Because the railroad operates on “seniority,” I had left home before my father made a living wage. He could show up for work – either as the fireman who checked the coal for the old steam engines, or the brakeman who made sure the train was in good working order – only to be “bumped” by someone who had worked there longer than he had. Finally, when he passed his engineer’s credentials and enough of those senior to him retired, he had “bumping” privileges, too.
But there were perks for a railroad man even when he was at the bottom of the pack. What Daddy lacked in take-home pay he made up with something we reverently called “the pass.” With that little card in our wallets, our whole family could ride the train anywhere free.

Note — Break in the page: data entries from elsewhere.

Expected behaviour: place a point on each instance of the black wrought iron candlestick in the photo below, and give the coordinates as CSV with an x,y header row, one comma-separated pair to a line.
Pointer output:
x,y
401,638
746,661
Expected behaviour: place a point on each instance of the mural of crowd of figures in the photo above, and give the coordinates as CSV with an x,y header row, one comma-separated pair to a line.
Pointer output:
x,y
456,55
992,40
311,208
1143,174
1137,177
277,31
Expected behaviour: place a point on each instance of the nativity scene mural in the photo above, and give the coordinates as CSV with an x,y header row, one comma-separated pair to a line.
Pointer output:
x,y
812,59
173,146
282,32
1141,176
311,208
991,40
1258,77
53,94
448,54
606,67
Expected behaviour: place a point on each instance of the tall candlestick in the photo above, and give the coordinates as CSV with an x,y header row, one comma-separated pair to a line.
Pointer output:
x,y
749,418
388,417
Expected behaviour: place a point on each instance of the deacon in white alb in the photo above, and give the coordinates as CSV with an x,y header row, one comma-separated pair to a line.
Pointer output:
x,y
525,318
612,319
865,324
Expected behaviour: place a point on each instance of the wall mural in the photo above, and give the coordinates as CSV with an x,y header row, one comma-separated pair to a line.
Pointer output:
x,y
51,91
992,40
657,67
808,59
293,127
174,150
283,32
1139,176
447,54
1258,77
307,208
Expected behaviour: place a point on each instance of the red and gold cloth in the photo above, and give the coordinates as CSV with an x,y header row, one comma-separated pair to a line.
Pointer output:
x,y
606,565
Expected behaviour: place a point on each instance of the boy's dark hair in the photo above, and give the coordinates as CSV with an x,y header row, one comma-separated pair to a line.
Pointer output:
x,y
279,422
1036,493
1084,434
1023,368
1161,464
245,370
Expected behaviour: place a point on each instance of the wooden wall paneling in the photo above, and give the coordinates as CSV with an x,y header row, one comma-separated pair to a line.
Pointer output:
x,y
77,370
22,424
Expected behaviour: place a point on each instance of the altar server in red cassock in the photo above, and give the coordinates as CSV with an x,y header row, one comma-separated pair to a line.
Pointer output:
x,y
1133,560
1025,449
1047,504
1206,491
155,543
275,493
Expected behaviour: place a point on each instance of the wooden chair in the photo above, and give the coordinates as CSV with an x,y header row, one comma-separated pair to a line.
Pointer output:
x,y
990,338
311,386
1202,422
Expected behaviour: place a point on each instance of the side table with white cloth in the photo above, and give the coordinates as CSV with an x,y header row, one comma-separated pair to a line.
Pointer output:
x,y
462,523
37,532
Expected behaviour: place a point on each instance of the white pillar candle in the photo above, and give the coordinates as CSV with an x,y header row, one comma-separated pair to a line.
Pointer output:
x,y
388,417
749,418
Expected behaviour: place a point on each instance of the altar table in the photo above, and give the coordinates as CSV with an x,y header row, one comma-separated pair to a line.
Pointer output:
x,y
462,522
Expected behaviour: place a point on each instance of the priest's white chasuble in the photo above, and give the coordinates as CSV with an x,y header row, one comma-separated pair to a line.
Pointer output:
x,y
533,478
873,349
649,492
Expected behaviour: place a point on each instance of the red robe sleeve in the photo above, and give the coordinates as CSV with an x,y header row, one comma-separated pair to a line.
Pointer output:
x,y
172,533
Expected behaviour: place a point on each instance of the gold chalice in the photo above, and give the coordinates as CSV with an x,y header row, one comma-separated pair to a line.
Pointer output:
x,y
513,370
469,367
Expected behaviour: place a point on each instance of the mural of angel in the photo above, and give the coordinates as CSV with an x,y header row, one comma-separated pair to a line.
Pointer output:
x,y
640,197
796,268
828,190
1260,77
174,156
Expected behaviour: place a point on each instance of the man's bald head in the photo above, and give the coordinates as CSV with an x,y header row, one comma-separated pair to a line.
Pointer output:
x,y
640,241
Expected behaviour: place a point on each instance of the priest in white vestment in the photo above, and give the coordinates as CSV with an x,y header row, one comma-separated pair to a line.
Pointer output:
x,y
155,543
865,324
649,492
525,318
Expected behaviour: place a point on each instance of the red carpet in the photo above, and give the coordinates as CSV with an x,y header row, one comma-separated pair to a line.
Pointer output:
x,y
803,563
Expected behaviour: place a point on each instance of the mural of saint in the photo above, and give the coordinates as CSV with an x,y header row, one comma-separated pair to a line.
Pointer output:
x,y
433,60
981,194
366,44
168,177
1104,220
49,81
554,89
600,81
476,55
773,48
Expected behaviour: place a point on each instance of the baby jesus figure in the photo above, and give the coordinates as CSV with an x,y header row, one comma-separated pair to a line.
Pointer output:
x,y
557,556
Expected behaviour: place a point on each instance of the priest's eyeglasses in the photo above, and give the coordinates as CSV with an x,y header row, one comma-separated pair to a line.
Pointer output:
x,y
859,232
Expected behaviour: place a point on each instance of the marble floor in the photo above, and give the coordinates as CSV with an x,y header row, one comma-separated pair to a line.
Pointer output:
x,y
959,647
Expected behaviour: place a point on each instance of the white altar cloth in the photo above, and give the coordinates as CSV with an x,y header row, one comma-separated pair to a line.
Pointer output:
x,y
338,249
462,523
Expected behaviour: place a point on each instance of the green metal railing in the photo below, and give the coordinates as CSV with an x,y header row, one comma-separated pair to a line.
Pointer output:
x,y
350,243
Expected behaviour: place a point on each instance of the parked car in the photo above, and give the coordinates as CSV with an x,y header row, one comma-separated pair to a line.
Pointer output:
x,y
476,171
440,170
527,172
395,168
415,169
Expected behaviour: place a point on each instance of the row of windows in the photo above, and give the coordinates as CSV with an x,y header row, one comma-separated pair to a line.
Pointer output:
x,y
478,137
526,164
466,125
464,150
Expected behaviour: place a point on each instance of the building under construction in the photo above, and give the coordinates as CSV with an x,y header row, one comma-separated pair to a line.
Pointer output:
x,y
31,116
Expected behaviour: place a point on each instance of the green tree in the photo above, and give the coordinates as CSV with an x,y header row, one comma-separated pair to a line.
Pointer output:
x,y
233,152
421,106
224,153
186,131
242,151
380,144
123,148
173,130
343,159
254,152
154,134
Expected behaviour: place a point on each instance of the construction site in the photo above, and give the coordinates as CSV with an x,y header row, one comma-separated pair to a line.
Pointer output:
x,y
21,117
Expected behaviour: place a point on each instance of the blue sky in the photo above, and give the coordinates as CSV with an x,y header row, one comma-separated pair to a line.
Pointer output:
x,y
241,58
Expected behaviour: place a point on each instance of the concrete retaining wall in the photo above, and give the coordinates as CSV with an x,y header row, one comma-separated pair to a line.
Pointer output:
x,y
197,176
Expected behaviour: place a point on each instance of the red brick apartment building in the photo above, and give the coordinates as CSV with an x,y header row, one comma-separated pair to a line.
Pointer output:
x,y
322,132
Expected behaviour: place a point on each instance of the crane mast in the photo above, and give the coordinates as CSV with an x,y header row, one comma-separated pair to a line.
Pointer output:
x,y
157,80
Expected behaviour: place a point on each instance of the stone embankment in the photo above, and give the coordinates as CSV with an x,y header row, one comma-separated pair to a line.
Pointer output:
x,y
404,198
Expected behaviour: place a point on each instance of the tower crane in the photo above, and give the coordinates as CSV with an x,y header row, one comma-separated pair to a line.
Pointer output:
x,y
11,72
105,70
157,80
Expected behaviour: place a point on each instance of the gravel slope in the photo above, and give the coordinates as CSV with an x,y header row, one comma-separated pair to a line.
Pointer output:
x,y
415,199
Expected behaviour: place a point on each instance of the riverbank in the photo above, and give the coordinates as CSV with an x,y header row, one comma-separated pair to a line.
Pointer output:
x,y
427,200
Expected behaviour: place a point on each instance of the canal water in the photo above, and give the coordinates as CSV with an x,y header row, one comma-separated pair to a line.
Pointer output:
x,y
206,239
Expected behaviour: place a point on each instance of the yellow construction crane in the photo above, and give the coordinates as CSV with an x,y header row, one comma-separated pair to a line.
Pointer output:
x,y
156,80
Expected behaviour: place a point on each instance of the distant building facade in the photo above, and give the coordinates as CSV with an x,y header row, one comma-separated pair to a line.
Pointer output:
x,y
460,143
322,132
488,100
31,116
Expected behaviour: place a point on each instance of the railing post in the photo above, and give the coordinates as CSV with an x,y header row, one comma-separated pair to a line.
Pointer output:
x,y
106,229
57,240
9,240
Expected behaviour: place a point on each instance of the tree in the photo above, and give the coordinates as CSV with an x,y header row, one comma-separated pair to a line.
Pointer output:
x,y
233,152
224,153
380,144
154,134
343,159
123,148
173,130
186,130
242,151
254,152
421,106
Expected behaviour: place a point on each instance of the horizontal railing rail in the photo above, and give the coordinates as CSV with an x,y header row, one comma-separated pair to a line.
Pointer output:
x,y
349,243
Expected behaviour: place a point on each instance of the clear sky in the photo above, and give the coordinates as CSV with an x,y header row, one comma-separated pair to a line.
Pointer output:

Oh, the vacations we took because we could ride and sleep on the train: to Florida to escape the Maine cold, to Ohio to visit my mother’s family, and to many points in between. Also, for a very special two years, my pass took me to a city 40 miles away for the piano lessons my parents otherwise could not afford.
There would come a time when I returned the favor, giving “Grandpa” the delight of hoisting our little sons onto the engine so they could “drive” the train from his lap until we retrieved them at the next station. The blinking brakeman’s lanterns he bought for each child became their favorite toy.
I don’t have my father with me on this Father’s Day, but I still have his influence. Patience, for example, was one of his virtues, not mine – until I think of the trains, and remember that he “trained” me well. Besides the whistles, it’s easy to be impatient when stopped for a train, but I rarely am. Instead, I count cars. (In case you didn’t know, if the train has around 100 cars, it’s actually a mile long.) It also helps to remember why we have trains – and trucks and other delay-causing vehicles – in the first place. With a little effort it’s possible to turn those annoyances into moments of gratitude for the supplies, protection, and family provision all those vehicles and the people who drive them provide.
When all these things are “counted up,” the minutes of sleep and time we lose because a train gets in our way don’t measure very high on the priority scale after all.